Deep neural networks based on Generative Adversarial Networks (GANs) have facilitated end-to-end trainable photo-realistic text-to-image generation. Many methods also use intermediate scene graph representations for improving image synthesis. Approaches using dialogue-based interactions allow users to provide instructions to refine and adjust generated scenes incrementally. This provides users with greater control by designating the relative positions of objects in the background. However, the language used in the above methods is restricted, and the produced images are limited to synthetic 3D visualizations or cartoons.
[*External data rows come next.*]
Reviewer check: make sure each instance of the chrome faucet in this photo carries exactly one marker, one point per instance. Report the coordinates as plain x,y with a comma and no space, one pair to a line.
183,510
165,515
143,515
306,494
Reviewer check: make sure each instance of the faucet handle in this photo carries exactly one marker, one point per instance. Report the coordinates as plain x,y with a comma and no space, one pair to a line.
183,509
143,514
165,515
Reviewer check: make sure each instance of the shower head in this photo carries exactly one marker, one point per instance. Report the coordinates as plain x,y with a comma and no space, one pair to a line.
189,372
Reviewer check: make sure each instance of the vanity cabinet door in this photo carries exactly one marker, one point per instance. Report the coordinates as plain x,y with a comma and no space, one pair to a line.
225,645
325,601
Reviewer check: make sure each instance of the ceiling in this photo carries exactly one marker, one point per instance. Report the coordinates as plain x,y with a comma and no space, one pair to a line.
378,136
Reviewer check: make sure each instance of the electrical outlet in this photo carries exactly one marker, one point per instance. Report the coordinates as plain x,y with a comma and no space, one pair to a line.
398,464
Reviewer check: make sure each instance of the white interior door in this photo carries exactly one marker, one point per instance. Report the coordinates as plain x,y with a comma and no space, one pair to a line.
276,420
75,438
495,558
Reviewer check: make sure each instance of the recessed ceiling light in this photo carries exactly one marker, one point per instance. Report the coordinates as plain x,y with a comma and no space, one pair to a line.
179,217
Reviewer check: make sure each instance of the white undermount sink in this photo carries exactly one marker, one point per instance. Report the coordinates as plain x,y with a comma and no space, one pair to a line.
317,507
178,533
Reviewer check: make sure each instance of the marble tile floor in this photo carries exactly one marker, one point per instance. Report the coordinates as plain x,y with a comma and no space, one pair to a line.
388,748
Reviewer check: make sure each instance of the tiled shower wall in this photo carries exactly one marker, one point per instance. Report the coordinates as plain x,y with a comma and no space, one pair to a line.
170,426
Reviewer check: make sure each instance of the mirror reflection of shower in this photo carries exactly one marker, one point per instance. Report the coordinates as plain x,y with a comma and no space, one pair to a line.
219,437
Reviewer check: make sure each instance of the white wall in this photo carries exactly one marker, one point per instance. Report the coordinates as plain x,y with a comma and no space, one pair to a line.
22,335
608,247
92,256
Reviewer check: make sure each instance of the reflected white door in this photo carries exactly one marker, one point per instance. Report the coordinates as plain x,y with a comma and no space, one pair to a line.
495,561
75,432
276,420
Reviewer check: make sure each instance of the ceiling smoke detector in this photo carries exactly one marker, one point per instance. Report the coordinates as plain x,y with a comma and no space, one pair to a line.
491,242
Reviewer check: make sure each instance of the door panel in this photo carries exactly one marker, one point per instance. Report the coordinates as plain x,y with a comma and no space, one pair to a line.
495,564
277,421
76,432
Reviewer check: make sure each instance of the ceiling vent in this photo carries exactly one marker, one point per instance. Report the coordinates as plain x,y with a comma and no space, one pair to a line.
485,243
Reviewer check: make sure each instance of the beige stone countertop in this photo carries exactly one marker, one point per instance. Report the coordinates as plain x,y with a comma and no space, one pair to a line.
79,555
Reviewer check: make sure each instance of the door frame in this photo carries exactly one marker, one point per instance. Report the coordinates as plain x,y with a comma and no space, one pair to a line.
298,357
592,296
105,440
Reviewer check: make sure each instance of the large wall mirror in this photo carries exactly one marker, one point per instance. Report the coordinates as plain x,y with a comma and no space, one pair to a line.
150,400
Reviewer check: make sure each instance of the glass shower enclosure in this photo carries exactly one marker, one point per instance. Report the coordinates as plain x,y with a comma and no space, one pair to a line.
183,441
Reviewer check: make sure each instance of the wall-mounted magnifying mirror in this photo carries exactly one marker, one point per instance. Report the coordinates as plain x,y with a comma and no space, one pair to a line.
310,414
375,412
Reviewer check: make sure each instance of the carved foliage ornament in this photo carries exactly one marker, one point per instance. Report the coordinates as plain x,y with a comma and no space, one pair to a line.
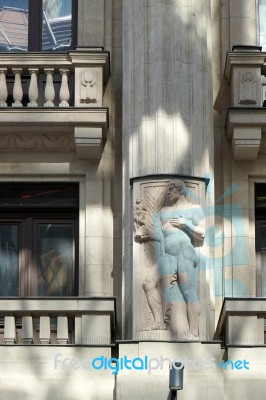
247,91
31,141
88,87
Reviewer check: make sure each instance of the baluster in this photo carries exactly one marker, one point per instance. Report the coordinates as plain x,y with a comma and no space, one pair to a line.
49,92
17,90
3,87
62,330
45,330
33,89
64,90
27,330
10,330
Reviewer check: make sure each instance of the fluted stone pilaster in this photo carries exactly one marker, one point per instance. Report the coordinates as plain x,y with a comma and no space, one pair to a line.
167,112
167,87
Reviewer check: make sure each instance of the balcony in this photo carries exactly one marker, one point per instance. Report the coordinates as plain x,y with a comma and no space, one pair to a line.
57,321
54,102
246,116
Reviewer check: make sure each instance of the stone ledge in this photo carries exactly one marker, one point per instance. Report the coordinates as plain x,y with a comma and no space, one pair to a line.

Intending to create a universal neural machine translation system capable of translating between any language pair, a team of Google researchers has developed a new framework, the Tag-Retrieve-Compose Synthesize system (TReCS). The proposed method significantly enhances the image generation process by improving how the language evokes image elements and how traces inform their placement. The system is trained on over 25 billion examples and has the potential to handle 103 languages. Its features align the mouse traces with text descriptions and create visual labels for the provided phrases.
- The new framework leverages controllable mouse traces as fine-grained visual grounding to generate high-quality images given user narratives. A tagger is used to predict object labels for each word in the phrase.
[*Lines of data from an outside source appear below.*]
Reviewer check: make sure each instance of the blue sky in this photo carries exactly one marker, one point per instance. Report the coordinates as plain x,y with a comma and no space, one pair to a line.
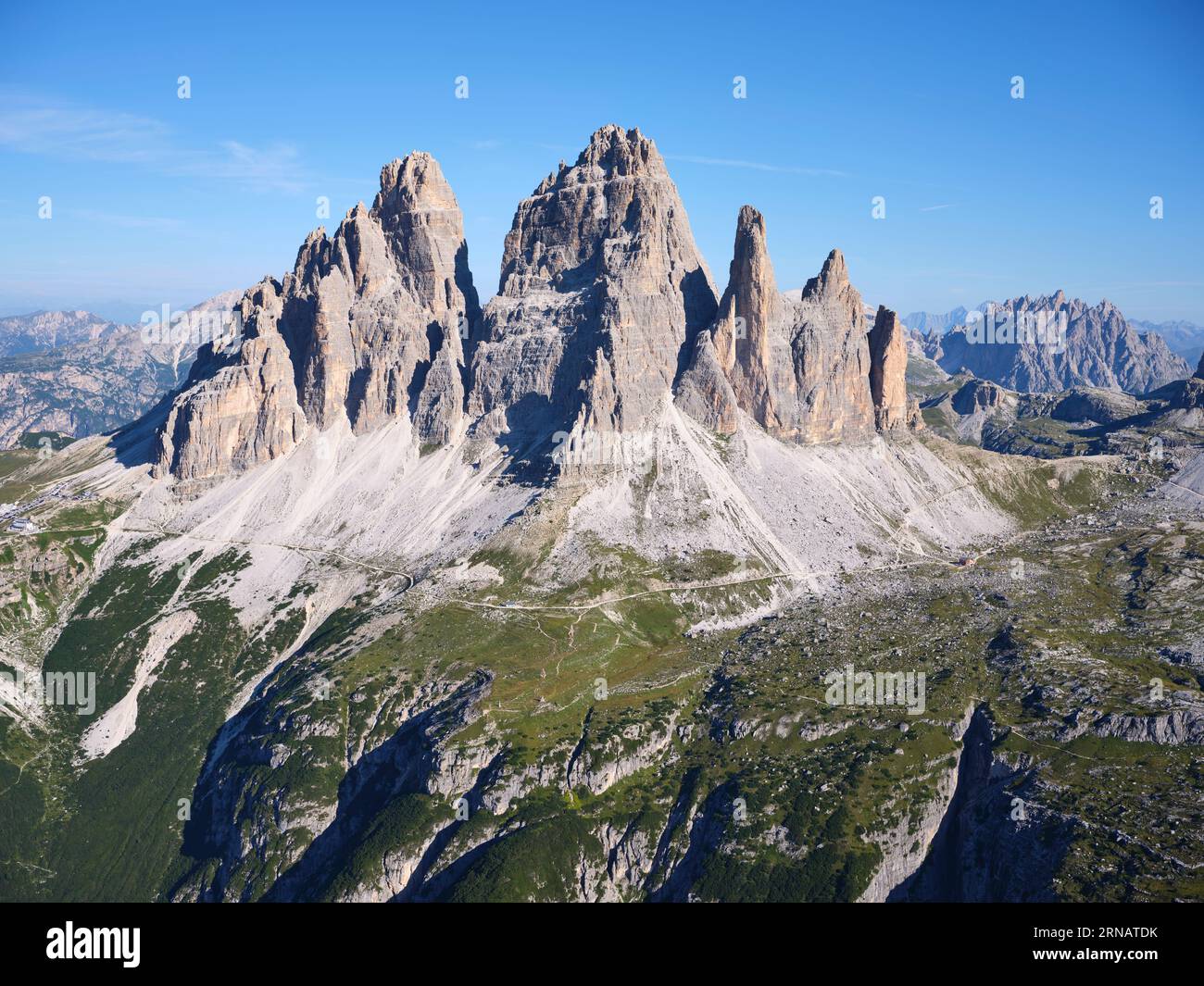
159,200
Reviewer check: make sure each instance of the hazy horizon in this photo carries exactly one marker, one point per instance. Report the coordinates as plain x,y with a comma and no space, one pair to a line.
165,200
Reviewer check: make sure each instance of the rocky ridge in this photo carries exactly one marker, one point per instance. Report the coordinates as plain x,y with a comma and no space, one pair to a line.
606,313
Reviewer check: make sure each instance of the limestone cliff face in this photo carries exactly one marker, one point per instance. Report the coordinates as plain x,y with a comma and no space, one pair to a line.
601,289
368,327
805,369
605,313
887,369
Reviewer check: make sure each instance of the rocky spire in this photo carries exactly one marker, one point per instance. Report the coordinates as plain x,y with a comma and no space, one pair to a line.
887,369
601,289
368,327
799,369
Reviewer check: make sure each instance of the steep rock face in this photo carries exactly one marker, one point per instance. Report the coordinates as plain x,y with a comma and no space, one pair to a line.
978,395
887,369
1099,349
601,288
366,327
801,368
241,405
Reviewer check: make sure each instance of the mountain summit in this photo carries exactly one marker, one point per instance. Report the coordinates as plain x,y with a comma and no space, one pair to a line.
606,313
365,329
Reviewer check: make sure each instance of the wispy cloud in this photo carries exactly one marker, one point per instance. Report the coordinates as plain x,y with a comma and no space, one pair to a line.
127,221
85,133
757,165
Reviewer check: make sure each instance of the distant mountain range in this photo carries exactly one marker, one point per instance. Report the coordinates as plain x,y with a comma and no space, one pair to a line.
1084,345
79,373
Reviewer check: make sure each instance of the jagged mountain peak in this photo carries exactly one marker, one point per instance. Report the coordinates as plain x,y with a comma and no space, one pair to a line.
410,184
602,287
834,277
- A text-to-image dual encoder retrieves the images with semantically relevant masks. For each trace sequence, one mask is chosen to maximize the spatial overlap, which overcomes the ground-truth text-to-object information and better grounds descriptions.
- Selected masks are composed corresponding to trace order, with separate canvases for background and foreground objects. The foreground mask is placed over the background one to create a full scene segmentation.
- Lastly, a realistic image is synthesized by inputting the entire segmentation to mask-to-image translation models.
On evaluation, the new system outperforms the SOTA text-image generation techniques under both automatic and human judgment. It shows the practicability of generating realistic and controllable photos from the complicated text on noisy narratives translated from everyday speech. The TReCS system accounts for the intricacy of text-image generation of lengthy and complex text descriptions. The proposed method shows that mouse traces can be a useful source for realistic text-image generation.
One of the study’s limitations is the lack of suitable evaluation metrics to measure the generated images’ quality quantitively. The existing metrics do not reasonably reflect the semantic similarity between the ground-truth image and the machine-generated one.
In the coming years, the proposed idea can support various applications offering a friendly human-machine interface. It could help artists create prototypes, draw insights from machine-generated photos and generate realistic images. Additionally, it can be used to design a human-in-the-loop evaluation system to optimize the network.